The fact that the nomination had taken place at Delmonico’s (the subsequent party convention in Carnegie Hall was only a clambake to keep the rank and file happy) reflected changing times. Charles Murphy, a ponderous man whose personality matched his physique, was a former saloonkeeper from the East Side. He had succeeded Richard Croker as the master of Tammany, and since his rise to influence and coincidental affluence most of his working days were as well regulated as a clock. Every morning he was to be found at Tammany Hall on Fourteenth Street, carrying out the multifarious duties of his position; but as the afternoon wore on, he would gather up his bulk (for he was a man of great dignity of person) and betake himself northward to Fifth Avenue at Forty-fourth Street for a drink and a dinner at Delmonico’s. This partiality for exotic food in surroundings alien to most of Tammany’s braves was regarded with repugnance at the Hall; daily association with “uptown swells,” it was feared, would rot the Boss’s moral fiber, and the practice was to be discouraged. But Murphy was unmoved by the criticism of his underlings: he was not a boss for nothing. Thus it was that Judge Gaynor was chosen in a cloud of fragrant cigar smoke at Delmonico’s, after the district leaders had enjoyed a most persuasive dinner.

When the word was carried back to them, the braves trembled for their sustenance. Edward Shepard, the man who made the nominating speech at the window-dressing convention held shortly afterward, put the case with candor and clarity when he exclaimed of the candidate he was offering to the party and to the city, “There is, I fancy, not a man whom he has not offended, myself included, many, many times.” Nevertheless, Gaynor’s nomination was dutifully confirmed.

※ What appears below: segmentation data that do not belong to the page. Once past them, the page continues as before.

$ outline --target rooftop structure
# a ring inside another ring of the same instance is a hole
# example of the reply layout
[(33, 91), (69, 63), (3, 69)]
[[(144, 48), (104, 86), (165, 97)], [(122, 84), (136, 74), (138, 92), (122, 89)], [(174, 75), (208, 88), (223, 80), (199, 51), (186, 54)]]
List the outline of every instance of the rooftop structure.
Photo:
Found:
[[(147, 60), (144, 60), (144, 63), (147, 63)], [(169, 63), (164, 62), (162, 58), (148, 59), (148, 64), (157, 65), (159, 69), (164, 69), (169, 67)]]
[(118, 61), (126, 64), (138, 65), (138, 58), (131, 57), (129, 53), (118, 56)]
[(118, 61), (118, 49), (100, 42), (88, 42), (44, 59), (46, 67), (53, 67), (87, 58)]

Plunging into one of the most vituperative campaigns on record, Judge Gaynor soon proved that the nominating speech was a model of understatement. He broke all the rules, including his own. He had never been inside Tammany Hall itself (although he did know Delmonico’s), and deferred accepting Tammany’s invitation to visit there and address the faithful until the middle of the campaign. When he did arrive he was late, for, as he explained, he had been obliged to telephone to find out how to reach the place. Then, looking around curiously, while the sachems seated on the platform shifted in their chairs, he spoke up cheerfully: “So this is Tammany Hall … But where is the Tiger?—that Tiger which they say is going to swallow me up? If there happens to be any swallowing up, it is not at all unlikely that I may be on the outside of the Tiger.” In the silence that ensued, the only smile in the room was a tigerish grin on the face of Gaynor.